Die Volksinitiative der Jungfreisinnigen ermögliche einen Entscheid der Stimmbevölkerung zu den Bewilligungsverfahren für stationäre Radaranlagen. Mit der Inbetriebnahme der ersten stationären Verkehrsüberwachungsanlage auf der Gstühlkreuzung in Baden sei nicht nur ein Tabubruch einher gegangen, sondern die Stadt Baden habe auch die entsprechende Rechtsgrundlage im Kanton Aargau verletzt, schreibt die AVK weiter. Nach einer Pleiten-, Pech- und Pannen-Serie mit teurer Nachrüstungsfolge zu Lasten der Steuerzahler sei die Installation schon beinahe der Lächerlichkeit preisgegeben. Die AVK weiter: «Dennoch wurde daraus ein Präzedens-Fall und weitere Forderungen aus dem linken politischen Couloir wurden laut. So kam es im Grossen Rat auch immer wieder zu hitzigen Debatten, auch im Zusammenhang mit der Revision des Polizeigesetzes. Eine knappe Mehrheit des Kantonsparlaments hat im Dezember 2023 entgegen dem Antrag des Regierungsrats entschieden, keine kantonale Bewilligungspflicht für stationäre Radaranlagen einzuführen.» Die Aargauische Verkehrskonferenz sei daher der Meinung, dass die vorliegende Initiative erforderlich sei und die Rahmenbedingungen zukünftig klar und deutlich regle. Der Kanton als zuständige Instanz für die Gewährleistung der Verkehrssicherheit, vertreten durch den Regierungsrat, solle abschliessend über die Bewilligung von stationären Radaranlagen entscheiden. Bei der Beurteilung müsse ebenfalls berücksichtigt werden, dass der Aargau ohne stationäre Blitzer eine tiefere Unfallrate ausweise als Kantone mit fixen Blechpolizisten.
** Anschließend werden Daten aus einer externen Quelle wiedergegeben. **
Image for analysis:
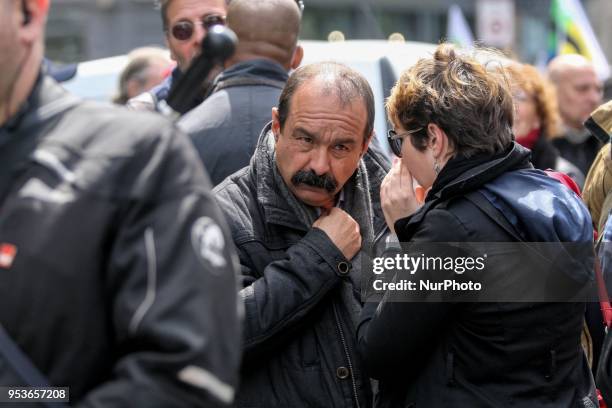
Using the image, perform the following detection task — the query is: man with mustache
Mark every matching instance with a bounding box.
[215,63,388,408]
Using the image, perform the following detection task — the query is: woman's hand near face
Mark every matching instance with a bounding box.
[380,159,421,233]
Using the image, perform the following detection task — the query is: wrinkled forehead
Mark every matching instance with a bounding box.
[166,0,227,21]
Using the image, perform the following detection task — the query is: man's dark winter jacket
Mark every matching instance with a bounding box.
[0,77,240,408]
[179,59,288,185]
[215,127,388,408]
[358,145,596,408]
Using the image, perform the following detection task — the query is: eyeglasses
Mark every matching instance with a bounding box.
[387,127,423,157]
[170,14,225,41]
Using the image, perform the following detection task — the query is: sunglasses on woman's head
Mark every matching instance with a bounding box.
[170,14,225,41]
[387,127,423,157]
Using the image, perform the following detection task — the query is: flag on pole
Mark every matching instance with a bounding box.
[446,4,474,48]
[549,0,610,81]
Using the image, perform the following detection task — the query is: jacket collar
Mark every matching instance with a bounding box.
[395,142,533,236]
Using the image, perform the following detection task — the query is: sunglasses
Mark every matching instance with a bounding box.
[170,14,225,41]
[387,127,423,157]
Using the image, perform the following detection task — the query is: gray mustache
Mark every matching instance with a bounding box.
[291,170,338,193]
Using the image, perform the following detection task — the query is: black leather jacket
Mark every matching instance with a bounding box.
[0,76,240,408]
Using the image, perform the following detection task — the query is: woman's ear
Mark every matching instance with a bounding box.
[427,123,449,159]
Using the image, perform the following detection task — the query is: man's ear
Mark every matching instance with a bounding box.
[20,0,49,45]
[289,44,304,69]
[360,130,376,157]
[272,108,281,142]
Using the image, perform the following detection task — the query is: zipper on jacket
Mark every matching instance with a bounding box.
[333,302,360,408]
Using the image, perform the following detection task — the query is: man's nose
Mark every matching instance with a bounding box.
[310,147,331,176]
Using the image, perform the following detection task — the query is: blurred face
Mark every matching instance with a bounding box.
[272,80,370,208]
[557,66,603,129]
[512,87,540,138]
[166,0,226,72]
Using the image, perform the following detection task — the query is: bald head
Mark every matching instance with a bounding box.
[548,54,603,129]
[548,54,595,83]
[227,0,301,69]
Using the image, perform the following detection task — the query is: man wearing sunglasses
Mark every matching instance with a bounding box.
[127,0,227,110]
[180,0,303,185]
[0,0,241,408]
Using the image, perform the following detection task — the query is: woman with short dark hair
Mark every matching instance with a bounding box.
[358,44,597,408]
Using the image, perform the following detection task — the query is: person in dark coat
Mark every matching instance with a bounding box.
[180,0,303,185]
[548,54,603,174]
[127,0,227,111]
[358,44,597,408]
[214,63,388,408]
[0,0,243,408]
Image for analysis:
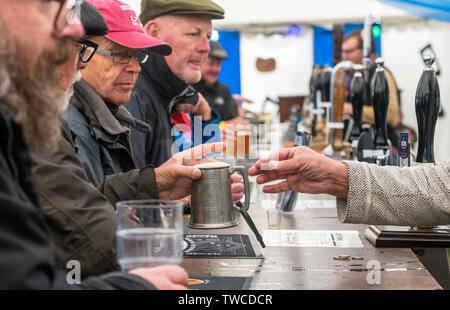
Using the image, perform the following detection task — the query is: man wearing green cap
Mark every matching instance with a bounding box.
[125,0,224,167]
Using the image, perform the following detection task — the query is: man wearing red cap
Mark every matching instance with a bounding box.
[64,0,171,186]
[126,0,224,167]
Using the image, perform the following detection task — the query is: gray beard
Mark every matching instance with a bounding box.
[0,21,67,154]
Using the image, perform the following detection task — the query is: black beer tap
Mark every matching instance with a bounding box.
[370,58,389,150]
[311,67,322,137]
[350,65,366,140]
[416,54,440,163]
[319,70,331,102]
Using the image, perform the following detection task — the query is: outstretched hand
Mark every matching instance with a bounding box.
[130,265,188,290]
[249,146,348,198]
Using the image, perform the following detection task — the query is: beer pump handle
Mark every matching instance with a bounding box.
[415,53,440,163]
[236,201,266,248]
[350,66,366,138]
[370,58,389,150]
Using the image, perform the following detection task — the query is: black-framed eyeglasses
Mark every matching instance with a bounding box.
[51,0,83,30]
[75,39,98,63]
[341,46,361,54]
[97,48,148,65]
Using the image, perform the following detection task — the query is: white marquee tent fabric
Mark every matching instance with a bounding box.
[121,0,450,160]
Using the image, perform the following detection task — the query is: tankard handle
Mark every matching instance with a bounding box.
[230,166,250,211]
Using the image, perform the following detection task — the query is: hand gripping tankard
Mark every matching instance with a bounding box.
[416,54,440,163]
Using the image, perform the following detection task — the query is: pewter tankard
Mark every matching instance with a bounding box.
[188,162,250,229]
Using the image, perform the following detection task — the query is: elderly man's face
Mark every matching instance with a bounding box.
[201,57,222,84]
[0,0,84,60]
[150,15,212,83]
[81,37,141,105]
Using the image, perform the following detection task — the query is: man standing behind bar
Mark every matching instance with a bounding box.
[194,40,248,125]
[125,0,224,168]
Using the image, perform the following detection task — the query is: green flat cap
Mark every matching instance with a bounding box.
[140,0,225,25]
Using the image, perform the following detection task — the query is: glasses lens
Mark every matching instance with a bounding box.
[55,0,83,30]
[138,52,148,64]
[113,53,132,65]
[80,46,95,62]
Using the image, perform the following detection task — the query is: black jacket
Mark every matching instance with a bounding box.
[63,80,149,186]
[0,106,153,289]
[125,53,221,168]
[32,120,159,278]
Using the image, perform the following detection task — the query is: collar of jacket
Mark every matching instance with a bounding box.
[70,79,150,135]
[141,52,198,114]
[194,79,219,92]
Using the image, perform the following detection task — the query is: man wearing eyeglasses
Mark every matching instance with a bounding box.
[0,0,193,289]
[64,0,171,186]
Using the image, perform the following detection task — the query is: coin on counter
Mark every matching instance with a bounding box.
[333,255,350,260]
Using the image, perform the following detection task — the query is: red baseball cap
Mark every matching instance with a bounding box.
[88,0,172,56]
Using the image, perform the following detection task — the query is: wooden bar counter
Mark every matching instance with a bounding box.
[181,191,442,290]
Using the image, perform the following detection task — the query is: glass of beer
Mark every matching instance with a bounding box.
[117,200,183,271]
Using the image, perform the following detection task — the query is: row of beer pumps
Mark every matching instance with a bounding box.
[309,18,440,165]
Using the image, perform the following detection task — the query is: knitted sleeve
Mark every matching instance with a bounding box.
[337,161,450,226]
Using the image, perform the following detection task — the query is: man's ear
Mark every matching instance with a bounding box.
[144,20,159,38]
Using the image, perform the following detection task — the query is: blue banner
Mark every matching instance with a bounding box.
[378,0,450,22]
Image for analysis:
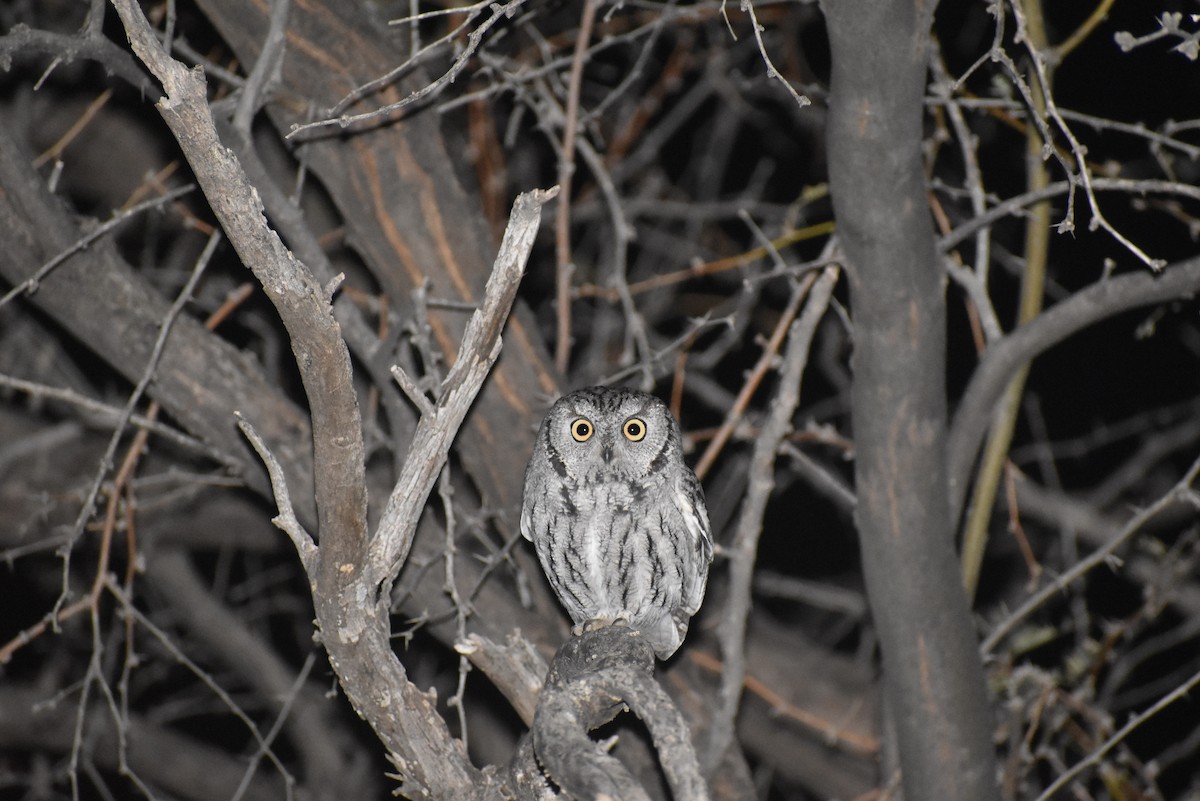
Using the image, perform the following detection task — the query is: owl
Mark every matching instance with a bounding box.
[521,386,713,660]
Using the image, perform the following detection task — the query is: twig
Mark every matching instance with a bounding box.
[979,450,1200,656]
[233,0,292,136]
[695,272,817,478]
[706,266,841,765]
[234,411,317,568]
[364,187,558,594]
[554,0,598,375]
[739,0,812,108]
[947,258,1200,519]
[286,0,524,139]
[0,183,196,308]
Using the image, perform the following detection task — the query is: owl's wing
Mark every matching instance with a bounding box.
[674,468,713,563]
[521,501,533,542]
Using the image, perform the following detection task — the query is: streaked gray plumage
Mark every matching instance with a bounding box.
[521,386,713,660]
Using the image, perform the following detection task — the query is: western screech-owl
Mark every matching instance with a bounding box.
[521,386,713,660]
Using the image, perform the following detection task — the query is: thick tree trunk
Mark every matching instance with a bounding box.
[824,0,996,800]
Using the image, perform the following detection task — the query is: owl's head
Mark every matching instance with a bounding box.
[544,386,683,481]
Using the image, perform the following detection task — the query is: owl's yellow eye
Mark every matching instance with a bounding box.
[571,417,594,442]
Die AVK wieter: «Verkehrssicherheit ja – Abzocke nein! Grundsätzlich sind die Mitglieder der Aargauischen Verkehrskonferenz für jegliche Massnahmen welche das Unfallsrisiko minimieren, Verkehrsteilnehmer schützen und eindeutige Verkehrsdelikte rechtlich ahnden. Im Fall Baden darf jedoch stark daran gezweifelt werden, dass der Blechpolizist aus Sicherheitsüberlegungen installiert wurde. Vielmehr muss tatsächlich unterstellt werden, dass monetäre Hintergedanken grundlegend waren. Eine Ausweitung dieses Missbrauchs muss entschieden verhindert werden. Mobile Anlagen, wie sie bisher zum Einsatz kommen, sind bewiesenermassen wirksamer, da der damit verbundene «Überraschungseffekt» viel eher zu einer Grunddisziplin im Strassenverkehr beiträgt. Aus den genannten Gründen stellt sich die AVK klar gegen diese Abzocke unter dem ver-meintlichen Deckmantel der Verkehrssicherheit.»
Bewilligungen nur in Ausnahmefällen
Die AVK vertritt die Haltung, dass fixe Radaranlagen in der Regel nicht bewilligt werden sollten. In speziellen Ausnahmesituationen, beispielsweise an Kreuzungen mit wiederholten Unfällen aufgrund von Fahren bei Rot, sei eine Installation prüfenswert und diene tatsächlich der Verkehrssicherheit. In diesen Ausnahmefällen benötigte es, wie in der Vorlage gefordert, ein strenges Bewilligungsverfahren des Kantons und klare Nachweise eines Verkehrssicherheitsdefizites seitens der entsprechenden Gemeinde. Damit könne der missbräuchliche Einsatz von Blechpolizisten verhindert werden. Daher empfehlen die Mitgliederverbände der Aargauischen Verkehrskonferenz – mit Ausnahme des TCS, der bei dieser Vorlage eine neutrale Haltung einnimmt – die Unterstützung der Initiative «Blitzerabzocke stoppen!». Der Einsatz mobiler Anlagen habe sich bestens bewährt und würden der Polizei weiterhin genügend Mittel für die Ahndung von Übertretungen im Strassenverkehr geben. Insofern sei ein kantonal einheitliches Bewilligungsverfahren für stationäre Radaranlagen sinnvoll und schütze vor unrechtmässiger Alimentierung der Staatskasse zu Lasten der Verkehrsteilnehmer/innen.